October 10, 2010 -- The Alltech Arena was a sell-out house with old and new fans of the equestrian sport of vaulting as the men's and women's freestyle final was contested at the 2010 Alltech FEI World Equestrian Games on Saturday, October 9. The crowd was treated to the world's best vaulters who put on a fantastic show for a vocal and appreciative audience. The top 15 from each division were invited back to compete for a medal.

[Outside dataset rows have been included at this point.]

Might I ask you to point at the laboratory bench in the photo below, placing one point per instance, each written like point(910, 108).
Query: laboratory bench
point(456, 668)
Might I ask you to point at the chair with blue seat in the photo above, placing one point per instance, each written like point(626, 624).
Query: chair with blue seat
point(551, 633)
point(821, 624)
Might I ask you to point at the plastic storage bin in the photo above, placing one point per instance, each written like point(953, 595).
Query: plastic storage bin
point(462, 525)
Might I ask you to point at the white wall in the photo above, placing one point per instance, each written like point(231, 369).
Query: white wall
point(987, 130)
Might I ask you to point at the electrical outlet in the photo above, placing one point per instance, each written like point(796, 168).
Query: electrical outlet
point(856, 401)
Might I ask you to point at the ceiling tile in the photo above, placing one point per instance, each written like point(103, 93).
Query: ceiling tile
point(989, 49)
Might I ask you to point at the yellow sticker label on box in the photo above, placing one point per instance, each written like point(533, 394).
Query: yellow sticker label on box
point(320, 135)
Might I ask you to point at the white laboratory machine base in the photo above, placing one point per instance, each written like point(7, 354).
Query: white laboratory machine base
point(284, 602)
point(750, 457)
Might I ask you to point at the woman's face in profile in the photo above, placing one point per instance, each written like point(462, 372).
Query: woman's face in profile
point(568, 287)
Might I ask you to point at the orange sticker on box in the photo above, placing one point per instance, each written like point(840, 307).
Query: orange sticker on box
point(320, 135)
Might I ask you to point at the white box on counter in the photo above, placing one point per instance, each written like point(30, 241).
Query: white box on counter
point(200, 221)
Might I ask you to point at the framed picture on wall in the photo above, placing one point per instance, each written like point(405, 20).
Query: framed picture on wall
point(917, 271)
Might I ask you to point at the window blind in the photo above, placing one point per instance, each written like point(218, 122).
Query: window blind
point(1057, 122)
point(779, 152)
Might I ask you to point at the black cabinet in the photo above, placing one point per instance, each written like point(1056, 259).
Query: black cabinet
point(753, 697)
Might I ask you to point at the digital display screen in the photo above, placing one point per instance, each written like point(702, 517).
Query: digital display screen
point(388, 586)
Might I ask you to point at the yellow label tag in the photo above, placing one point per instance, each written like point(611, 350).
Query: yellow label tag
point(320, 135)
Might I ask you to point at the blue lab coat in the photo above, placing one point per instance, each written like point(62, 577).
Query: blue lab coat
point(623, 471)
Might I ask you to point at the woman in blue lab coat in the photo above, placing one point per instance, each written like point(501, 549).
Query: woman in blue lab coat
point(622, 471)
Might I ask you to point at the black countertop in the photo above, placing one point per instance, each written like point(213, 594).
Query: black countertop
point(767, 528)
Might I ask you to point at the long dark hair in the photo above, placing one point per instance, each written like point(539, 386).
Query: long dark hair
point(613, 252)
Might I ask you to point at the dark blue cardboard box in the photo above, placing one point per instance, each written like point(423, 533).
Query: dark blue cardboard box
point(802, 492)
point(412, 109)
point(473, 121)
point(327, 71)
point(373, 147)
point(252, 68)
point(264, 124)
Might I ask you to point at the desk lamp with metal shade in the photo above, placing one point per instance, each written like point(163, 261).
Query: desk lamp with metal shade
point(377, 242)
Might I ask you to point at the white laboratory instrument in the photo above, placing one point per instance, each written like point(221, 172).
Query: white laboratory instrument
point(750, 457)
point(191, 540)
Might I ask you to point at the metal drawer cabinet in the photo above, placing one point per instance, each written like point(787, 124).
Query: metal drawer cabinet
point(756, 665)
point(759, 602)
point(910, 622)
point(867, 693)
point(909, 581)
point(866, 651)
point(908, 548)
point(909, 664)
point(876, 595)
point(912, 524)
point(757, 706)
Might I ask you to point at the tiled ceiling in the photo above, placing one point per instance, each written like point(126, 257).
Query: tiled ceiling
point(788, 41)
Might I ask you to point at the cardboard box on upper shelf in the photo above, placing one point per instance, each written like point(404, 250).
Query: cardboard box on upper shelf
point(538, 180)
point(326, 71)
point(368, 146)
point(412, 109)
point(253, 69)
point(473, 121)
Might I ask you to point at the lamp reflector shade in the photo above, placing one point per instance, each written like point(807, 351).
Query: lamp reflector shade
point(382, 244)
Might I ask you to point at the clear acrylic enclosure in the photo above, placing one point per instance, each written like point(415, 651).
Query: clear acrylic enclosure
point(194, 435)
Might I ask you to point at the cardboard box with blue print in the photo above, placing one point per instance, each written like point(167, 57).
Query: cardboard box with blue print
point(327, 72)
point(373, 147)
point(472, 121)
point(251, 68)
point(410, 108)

Lead up for the women was the Gold-medal champion for the 2006 Aachen Games - Megan Benjamin aboard Urfruend Rosengaard (a 10-year-old Oldenburg owned by Kirsa Kristensen) lunged by Lasse Kristensen. Despite her strong performance, there was too much room to make up to move into a medal position. Benjamin, 22, of Saratoga, Calif., finished her 2010 WEG effort just off the medal podium in fifth place on her freestyle score of 8.465 and her final composite score of 8.165.
"I did my entire routine. That's all I can ask for," said Benjamin. "I did everything that I could."
She said that she might have a slight disadvantage because she went so early in the round.
"That's just the way the sport works," she said. "I'm just glad I could give Kentucky that performance."
The second vaulter to enter the ring was Alicen Divita, 21, of Redwood City, Calif., and Giovanni (a 13-year-old Mecklenberger owned by Julie Divita). Her lunger was her mother, Julie Divita. Her score didn't quite match her Round 1 freestyle performance. Today she earned a score of 8.250 to finish on a four-round score of 8.082 and seventh place overall.
The final vaulter in the women's competition was the U.S. Team's Mary McCormick, 27, of Woodside, Calif., aboard Sir Anthony Van Dyck (a 19-year-old KWPN owned by Sydney Frankel). Once again vaulting to Lenny Kravitz' "American Woman," she thrilled the crowd with exceptional movements and gymnastics. It was a brilliant ending to the week-long competition that put the athletes through their paces. In fact, her freestyle score of 8.680 was the highest of the day for the women. McCormick's lunger was Carolyn Bland.
"It was just one step at a time and feeling the horse and going with it," said McCormick. "This crowd is unbelievable...it's overwhelming."
Just missing a medal on a score of 8.680 for her freestyle and a composite score of 8.270 for the competition, McCormick was upbeat and pleased with her efforts.
"It's a bummer, but I came into this competition saying that all I wanted to do was my best," she said. "And I feel like I did that and I'm not disappointed. It would be great to take a medal home but this is some seriously amazing competition. They would have had to make a mistake for me to get in there."
McCormick disclosed that she had plans to compete at the WEG in Normandy, France, in 2014. "I have to set up a four-year plan and get going with that," she said. "But, for now, it's going home and lots of trail riding with Van Dyck."
At the end of competition, it was a Gold medal for Great Britian's Joanne Eccles aboard WH Bentley on a final score of 8.413. A pair of German vaulters - Antje Hill aboard Airbus and Simone Wiegele aboard Arkansas - took the Silver and Bronze medals respectively on scores of 8.322 and 8.281.
In the men's competition, Montana native Todd Griffiths, 30, returned to perform his freestyle to the ballad "Angels" aboard Lanson 16 (a 12-year-old Hanoverian owned by Jan and Betsy Garrod) lunged by Jessica Ballenger. Leading the U.S. effort, he looked confident in his flowing and expressive freestyle, but took a bit of a tumble on his dismount. Nevertheless, the crowd honored him with a rousing applause. Griffiths finished in 10th place on his freestyle score of 8.070 and composite of 7.425.
"I was really pleased with my performance today," said Griffiths. "The first jump was a Russian split jump...and it's one of my favorite jumps and not many people can do it and stay on the horse. With my gymnastics background, it's been my move I've done for many years so I was really excited to perform it really well today.
The only bobble to the performance was Griffiths' dismount known as an X-out back tuck.
"It's a back flip that you split your legs in the middle of the flip," he said. "I just held the tuck just a split second too long so my feet were just barely further under me than I wanted and my feet slipped out from under me."